Ruling: The Attorney General determined that an independent school district may continue to employ an individual legally hired under the nepotism exception after the population of the county in which the school district is located meets or surpasses 35,000. The plain terms of Texas Government Code § 573.041 prohibit the “appointment” of employees within prohibited degrees, not the ongoing employment of someone already appointed. Thus, an increase in population beyond 35,000 would not render invalid a previous legal hiring made under Education Code § 11.1513(g). Thus, an independent school district may continue to employ an individual whose initial hiring was exempt under Education Code § 11.1513(g) after the county’s population meets or surpasses 35,000.
CAN SCHOOL DISTRICTS USE COMMON CORE STANDARDS TO TEACH STATE STANDARDS
Case citation: Tex.

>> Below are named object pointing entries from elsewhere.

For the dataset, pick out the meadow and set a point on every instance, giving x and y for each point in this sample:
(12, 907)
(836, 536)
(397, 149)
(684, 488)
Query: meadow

Att’y Gen. Op. GA-1067 (2014).
Summary: The Chair of the Senate Education Committee asked whether a school district may use the Common Core State Standards Initiative (Common Core Standards) to teach the state standards established by the Texas Board of Education. The Common Core Standards are a national set of standards for kindergarten through 12th grade in English language arts and mathematics that states may voluntarily adopt. Texas Education Code § 28.002(c), requires the State Board of Education (SBOE) to identify the essential knowledge and skills (TEKS) in each subject of the required curriculum that all students should be able to demonstrate. Education Code § 28.002(b-2), enacted in the last legislative session, directs that in doing so the SBOE may not adopt the Common Core Standards. The law provides that each district provide instruction in the TEKS at appropriate grade levels, but may not use Common Core Standards to provide instruction. Thus, the Attorney General was asked whether it was illegal for a district to use the Common Core Standards, for example, when instruction of TEKS overlaps with Common Core Standards.
Ruling: The Attorney General concluded that Texas school districts are required to provide instruction in TEKS adopted by the SBOE at appropriate grade levels, and pursuant to Education Code § 28.002(b-3). However, districts may not use the Common Core State Standards Initiative to comply with this requirement. According to the Attorney General, there is no violation of the Education Code when elements of instruction of TEKS overlap with Common Core Standards. While the Legislature was aware that frequent overlap between the TEKS and the Common Core Standards may exist, the law was intended to prohibit “outright adoption of national common core standards.” Thus, school districts must not use the Common Core Standards to comply with the requirement to provide TEKS, but will not violate the Education Code if there is overlap between the two.